Mimicking our gray matter isn't just a clever means of building better AIs, faster. It's absolutely necessary for their continued development. Deep learning neural networks -- the likes of which power AlphaGo as well as the current generation of image recognition and language translation systems -- are the best machine learning systems we've developed to date. They're capable of incredible feats but still face significant technological hurdles, like the fact that in order to be trained on a specific skill they require upfront access to massive data sets. What's more if you want to retrain that neural network to perform a new skill, you've essentially got to wipe its memory and start over from scratch -- a process known as "catastrophic forgetting".
Compare that to the human brain, which learns incrementally rather than bursting forth fully-formed from a sea of data points. It's a fundamental difference: deep learning AIs are generated from the top down, knowing everything it needs to from the get-go, while the human mind is built from the ground up with previous lessons learned being applied to subsequent experiences to create new knowledge.
What's more, the human mind is especially adept at performing relational reasoning, which relies on logic to build connections between past experiences to help provide insight into new situations on the fly. Statistical AI (ie machine learning) is capable of mimicking the brain's pattern recognition skills but is garbage at applying logic. Symbolic AI, on the other hand, can leverage logic (assuming it's been trained on the rules of that reasoning system), but is generally incapable of applying that skill in real-time.
But what if we could combine the best features of the human brain's computational flexibility with AI's massive processing capability? That's exactly what the team from DeepMind recently tried to do. They've constructed a neural network able to apply relational reasoning to its tasks. It works in much the same way as the brain's network of neurons. While neurons use their various connections with each other to recognize patterns, "We are explicitly forcing the network to discover the relationships that exist" between pairs of objects in a given scenario, Timothy Lillicrap, a computer scientist at DeepMind told Science Magazine.
When subsequently tasked in June with answering complex questions about the relative positions of geometric objects in an image -- ie "There is an object in front of the blue thing; does it have the same shape as the tiny cyan thing that is to the right of the gray metal ball?" -- it correctly identified the object in question 96 percent of the time. Conventional machine learning systems got it right a paltry 42 - 77 percent of the time. Heck even humans only succeeded in the test 92 percent of the time.
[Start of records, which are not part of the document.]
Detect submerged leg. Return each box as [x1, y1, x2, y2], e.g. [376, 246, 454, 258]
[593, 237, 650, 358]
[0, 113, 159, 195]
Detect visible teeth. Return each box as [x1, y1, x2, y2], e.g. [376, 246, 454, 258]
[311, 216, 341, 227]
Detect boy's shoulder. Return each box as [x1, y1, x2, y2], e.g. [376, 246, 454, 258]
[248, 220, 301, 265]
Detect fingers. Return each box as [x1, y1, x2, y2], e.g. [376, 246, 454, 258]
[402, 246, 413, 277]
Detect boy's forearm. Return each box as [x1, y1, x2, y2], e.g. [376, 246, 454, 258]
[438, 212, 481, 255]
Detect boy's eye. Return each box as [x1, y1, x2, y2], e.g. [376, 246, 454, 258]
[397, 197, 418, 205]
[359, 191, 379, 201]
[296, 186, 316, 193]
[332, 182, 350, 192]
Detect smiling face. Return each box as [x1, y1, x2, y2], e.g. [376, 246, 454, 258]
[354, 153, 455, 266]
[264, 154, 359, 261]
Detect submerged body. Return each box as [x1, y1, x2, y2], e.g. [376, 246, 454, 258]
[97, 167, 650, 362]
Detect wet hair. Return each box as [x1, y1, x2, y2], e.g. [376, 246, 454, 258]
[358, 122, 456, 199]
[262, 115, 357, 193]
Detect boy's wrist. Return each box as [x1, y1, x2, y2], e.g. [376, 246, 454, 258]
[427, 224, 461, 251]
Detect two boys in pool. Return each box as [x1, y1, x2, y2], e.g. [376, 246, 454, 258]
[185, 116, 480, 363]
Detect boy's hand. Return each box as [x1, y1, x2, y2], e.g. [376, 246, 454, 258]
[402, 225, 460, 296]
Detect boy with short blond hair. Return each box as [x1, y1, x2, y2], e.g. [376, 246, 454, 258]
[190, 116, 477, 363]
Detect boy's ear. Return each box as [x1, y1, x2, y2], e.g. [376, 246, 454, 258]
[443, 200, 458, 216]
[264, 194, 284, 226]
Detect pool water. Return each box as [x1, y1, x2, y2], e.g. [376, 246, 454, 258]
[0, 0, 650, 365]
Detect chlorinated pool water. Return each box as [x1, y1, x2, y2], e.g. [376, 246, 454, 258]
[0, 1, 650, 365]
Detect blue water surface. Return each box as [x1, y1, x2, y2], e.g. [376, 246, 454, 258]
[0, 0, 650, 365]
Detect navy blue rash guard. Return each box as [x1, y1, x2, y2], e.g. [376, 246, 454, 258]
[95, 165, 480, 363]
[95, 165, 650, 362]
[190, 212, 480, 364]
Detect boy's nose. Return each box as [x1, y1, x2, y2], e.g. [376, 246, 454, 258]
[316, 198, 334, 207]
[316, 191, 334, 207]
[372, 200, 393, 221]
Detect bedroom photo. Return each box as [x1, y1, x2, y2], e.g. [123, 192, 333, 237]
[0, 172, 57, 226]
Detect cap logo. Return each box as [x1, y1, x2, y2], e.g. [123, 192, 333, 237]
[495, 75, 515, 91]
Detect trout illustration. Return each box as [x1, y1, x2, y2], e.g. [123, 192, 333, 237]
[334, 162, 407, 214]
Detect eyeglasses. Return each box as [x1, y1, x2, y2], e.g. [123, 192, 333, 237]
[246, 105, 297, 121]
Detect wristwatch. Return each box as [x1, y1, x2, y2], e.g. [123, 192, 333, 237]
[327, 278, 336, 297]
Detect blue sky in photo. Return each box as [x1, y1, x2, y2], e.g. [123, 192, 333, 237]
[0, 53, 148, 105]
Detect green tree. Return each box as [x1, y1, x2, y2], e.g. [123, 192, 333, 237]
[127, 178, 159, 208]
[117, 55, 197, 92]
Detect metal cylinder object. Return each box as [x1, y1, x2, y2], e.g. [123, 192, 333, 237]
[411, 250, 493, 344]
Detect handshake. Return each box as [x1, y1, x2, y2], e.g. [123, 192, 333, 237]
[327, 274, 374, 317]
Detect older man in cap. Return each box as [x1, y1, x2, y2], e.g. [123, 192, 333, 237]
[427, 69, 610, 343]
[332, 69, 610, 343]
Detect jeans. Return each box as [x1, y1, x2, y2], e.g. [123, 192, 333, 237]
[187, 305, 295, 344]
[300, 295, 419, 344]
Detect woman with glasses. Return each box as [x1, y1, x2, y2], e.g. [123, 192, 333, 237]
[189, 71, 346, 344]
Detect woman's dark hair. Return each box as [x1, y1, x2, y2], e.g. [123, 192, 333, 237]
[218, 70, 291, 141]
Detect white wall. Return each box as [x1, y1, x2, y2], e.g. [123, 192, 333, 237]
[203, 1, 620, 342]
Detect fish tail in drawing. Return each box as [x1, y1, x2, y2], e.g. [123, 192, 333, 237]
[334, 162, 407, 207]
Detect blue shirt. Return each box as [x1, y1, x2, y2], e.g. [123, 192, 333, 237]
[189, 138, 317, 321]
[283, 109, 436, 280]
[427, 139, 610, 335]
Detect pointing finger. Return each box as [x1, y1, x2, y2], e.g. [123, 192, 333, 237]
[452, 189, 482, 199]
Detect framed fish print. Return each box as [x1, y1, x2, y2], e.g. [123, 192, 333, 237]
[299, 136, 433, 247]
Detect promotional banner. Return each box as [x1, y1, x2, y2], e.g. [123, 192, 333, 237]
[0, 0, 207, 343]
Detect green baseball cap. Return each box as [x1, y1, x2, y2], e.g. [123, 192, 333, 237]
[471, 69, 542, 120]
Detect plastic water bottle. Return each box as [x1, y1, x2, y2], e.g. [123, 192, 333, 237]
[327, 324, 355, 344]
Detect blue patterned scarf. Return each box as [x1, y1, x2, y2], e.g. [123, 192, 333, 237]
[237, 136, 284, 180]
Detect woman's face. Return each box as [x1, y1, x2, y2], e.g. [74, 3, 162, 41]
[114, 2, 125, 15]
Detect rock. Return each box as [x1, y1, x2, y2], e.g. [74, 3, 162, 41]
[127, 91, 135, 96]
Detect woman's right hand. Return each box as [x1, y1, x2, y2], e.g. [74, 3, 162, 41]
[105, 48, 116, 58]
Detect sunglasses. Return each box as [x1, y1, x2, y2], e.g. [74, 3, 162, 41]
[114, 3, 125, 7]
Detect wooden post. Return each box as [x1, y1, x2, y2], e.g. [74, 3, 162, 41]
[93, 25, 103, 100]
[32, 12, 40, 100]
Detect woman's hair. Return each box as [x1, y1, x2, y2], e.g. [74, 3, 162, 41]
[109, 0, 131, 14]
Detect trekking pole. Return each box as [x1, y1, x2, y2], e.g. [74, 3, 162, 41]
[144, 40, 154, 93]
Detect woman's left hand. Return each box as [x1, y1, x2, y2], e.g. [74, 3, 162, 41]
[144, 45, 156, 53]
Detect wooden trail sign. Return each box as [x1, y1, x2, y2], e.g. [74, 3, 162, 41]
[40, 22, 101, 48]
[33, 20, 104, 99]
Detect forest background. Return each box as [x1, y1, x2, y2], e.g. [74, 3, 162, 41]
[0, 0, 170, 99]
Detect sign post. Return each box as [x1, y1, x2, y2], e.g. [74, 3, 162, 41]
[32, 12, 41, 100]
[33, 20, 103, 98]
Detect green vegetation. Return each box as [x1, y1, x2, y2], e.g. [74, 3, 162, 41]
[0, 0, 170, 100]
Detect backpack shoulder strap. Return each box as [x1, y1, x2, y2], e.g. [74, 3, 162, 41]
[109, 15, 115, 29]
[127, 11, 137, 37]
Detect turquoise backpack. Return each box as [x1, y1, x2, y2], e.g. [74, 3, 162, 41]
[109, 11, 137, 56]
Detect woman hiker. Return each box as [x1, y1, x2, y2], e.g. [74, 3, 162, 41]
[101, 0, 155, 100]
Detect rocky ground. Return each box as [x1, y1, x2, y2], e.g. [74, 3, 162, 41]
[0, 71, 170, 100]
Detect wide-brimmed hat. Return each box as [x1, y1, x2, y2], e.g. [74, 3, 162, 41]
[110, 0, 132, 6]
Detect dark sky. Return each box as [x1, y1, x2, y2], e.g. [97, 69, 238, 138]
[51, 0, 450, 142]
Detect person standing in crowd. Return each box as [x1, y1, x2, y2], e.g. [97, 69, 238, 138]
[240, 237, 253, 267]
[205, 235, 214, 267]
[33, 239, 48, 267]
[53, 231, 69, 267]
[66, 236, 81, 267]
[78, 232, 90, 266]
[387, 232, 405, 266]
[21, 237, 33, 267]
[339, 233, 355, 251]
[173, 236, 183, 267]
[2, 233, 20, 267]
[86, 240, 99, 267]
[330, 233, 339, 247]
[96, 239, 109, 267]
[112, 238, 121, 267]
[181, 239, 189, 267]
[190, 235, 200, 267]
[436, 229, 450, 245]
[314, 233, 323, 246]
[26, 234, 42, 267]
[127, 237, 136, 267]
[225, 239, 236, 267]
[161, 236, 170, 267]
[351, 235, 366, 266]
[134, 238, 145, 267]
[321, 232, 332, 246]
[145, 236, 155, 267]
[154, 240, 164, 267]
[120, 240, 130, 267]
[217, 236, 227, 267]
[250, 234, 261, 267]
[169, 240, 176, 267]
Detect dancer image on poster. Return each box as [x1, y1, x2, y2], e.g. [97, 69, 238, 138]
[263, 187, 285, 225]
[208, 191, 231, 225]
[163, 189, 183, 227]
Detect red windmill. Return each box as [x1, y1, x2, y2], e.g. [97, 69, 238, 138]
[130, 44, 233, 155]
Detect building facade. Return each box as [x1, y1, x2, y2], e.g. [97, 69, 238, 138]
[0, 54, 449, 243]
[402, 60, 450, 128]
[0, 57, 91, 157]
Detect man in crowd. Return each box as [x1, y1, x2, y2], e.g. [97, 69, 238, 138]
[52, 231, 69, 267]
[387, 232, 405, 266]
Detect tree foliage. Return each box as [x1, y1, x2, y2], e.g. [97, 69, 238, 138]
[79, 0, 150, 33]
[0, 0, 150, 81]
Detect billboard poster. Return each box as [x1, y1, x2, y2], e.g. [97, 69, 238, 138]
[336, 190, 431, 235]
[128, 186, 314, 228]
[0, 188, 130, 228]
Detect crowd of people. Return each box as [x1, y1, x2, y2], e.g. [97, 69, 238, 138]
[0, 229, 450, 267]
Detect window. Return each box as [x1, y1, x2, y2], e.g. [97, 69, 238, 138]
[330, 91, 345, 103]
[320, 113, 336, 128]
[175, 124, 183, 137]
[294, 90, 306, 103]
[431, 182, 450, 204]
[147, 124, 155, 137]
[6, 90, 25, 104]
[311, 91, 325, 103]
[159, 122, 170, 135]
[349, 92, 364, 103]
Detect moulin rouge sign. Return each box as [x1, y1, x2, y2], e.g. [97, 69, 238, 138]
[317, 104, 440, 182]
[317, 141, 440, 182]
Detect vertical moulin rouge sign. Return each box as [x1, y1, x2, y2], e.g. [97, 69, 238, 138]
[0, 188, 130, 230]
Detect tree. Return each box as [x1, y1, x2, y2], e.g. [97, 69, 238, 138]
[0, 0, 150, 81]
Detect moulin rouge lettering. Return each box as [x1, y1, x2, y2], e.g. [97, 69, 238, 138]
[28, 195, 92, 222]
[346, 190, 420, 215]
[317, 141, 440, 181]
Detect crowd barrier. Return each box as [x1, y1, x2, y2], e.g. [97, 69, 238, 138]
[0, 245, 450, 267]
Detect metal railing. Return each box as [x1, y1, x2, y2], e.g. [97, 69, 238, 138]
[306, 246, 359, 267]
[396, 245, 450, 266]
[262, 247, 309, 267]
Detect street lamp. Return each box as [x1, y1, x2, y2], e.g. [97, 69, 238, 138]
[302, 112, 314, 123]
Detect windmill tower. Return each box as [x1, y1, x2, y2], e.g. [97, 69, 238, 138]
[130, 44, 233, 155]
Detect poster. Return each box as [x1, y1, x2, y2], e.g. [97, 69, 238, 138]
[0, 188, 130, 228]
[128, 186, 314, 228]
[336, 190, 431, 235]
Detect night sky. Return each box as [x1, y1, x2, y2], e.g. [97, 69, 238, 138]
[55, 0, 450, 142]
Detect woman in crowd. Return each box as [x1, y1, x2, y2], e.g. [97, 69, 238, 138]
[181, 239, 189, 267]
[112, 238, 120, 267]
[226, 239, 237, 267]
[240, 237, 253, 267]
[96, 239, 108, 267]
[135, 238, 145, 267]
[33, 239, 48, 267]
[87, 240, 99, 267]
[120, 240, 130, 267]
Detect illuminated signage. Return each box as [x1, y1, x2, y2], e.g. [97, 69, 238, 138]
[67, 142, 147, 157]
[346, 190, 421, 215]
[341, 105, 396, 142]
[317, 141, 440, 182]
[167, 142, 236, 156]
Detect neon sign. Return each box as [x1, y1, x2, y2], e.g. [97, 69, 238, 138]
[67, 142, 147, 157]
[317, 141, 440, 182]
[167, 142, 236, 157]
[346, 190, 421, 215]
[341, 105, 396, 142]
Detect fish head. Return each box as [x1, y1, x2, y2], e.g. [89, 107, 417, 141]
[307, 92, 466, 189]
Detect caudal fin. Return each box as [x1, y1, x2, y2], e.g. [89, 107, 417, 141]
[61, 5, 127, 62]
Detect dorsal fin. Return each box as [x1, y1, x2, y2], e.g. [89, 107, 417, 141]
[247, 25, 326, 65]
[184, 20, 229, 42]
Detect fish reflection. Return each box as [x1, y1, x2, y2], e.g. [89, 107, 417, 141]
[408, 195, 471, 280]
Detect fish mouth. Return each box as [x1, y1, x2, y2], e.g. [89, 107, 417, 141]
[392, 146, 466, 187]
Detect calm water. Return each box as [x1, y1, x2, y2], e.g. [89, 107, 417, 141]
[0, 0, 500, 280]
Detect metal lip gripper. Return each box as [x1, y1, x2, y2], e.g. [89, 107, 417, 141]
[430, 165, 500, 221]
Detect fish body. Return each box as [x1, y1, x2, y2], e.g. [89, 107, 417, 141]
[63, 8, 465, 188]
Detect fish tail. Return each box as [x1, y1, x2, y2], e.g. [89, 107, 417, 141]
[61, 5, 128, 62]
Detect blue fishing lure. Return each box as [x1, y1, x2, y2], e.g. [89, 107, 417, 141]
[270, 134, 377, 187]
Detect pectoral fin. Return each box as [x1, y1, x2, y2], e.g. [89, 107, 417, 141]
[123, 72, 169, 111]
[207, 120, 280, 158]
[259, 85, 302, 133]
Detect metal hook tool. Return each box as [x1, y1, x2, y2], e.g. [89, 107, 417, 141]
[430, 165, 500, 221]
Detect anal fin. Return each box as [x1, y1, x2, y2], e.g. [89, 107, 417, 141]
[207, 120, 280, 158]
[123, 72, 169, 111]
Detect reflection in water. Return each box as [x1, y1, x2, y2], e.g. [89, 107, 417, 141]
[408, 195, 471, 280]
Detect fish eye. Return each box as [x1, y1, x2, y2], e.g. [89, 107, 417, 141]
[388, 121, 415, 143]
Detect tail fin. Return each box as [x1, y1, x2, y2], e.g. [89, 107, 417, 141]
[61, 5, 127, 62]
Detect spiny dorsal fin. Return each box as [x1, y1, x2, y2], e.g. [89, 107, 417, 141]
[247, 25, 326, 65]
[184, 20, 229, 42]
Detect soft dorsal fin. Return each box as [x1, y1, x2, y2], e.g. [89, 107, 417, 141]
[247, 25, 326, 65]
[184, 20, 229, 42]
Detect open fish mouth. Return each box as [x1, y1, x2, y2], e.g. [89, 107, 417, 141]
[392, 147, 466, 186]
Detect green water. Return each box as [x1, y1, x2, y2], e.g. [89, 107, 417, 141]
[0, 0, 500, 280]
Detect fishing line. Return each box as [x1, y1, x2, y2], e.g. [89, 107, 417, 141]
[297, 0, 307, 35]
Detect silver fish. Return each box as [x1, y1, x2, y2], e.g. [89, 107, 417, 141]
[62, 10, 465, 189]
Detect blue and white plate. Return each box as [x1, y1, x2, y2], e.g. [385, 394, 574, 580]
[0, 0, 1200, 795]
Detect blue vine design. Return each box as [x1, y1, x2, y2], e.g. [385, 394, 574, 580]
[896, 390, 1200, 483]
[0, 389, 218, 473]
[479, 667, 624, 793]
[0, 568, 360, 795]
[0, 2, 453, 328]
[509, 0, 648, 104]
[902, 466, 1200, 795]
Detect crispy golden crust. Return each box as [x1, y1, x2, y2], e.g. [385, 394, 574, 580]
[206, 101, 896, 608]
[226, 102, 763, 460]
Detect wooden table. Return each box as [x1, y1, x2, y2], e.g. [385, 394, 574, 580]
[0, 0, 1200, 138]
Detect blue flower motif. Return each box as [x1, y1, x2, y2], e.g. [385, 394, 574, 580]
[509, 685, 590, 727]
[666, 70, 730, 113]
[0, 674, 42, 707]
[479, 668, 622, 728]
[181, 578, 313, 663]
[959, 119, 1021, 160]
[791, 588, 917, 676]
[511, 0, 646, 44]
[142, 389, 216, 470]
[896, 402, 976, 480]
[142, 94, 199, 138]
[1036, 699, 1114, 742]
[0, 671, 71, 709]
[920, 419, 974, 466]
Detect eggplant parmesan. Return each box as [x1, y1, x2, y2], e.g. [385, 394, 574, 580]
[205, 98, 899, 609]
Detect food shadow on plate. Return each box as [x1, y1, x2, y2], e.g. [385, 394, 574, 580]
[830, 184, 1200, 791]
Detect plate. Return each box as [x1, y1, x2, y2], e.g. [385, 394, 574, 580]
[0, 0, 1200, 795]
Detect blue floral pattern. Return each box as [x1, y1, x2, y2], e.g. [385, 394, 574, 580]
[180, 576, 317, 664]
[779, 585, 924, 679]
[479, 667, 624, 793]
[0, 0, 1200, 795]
That's right, this hybrid AI is better at the task than the humans that built it to do.
The results were the same when the AI was presented with word problems. Though conventional systems were able to match DeepMind on simpler queries such as "Sarah has a ball. Sarah walks into her office. Where is the ball?" the hybrid AI system destroyed the competition on more complex, inferential questions like "Lily is a Swan. Lily is white. Greg is a swan. What color is Greg?" On those, DeepMind answered correctly 98 percent of the time compared to around 45 percent for its competition.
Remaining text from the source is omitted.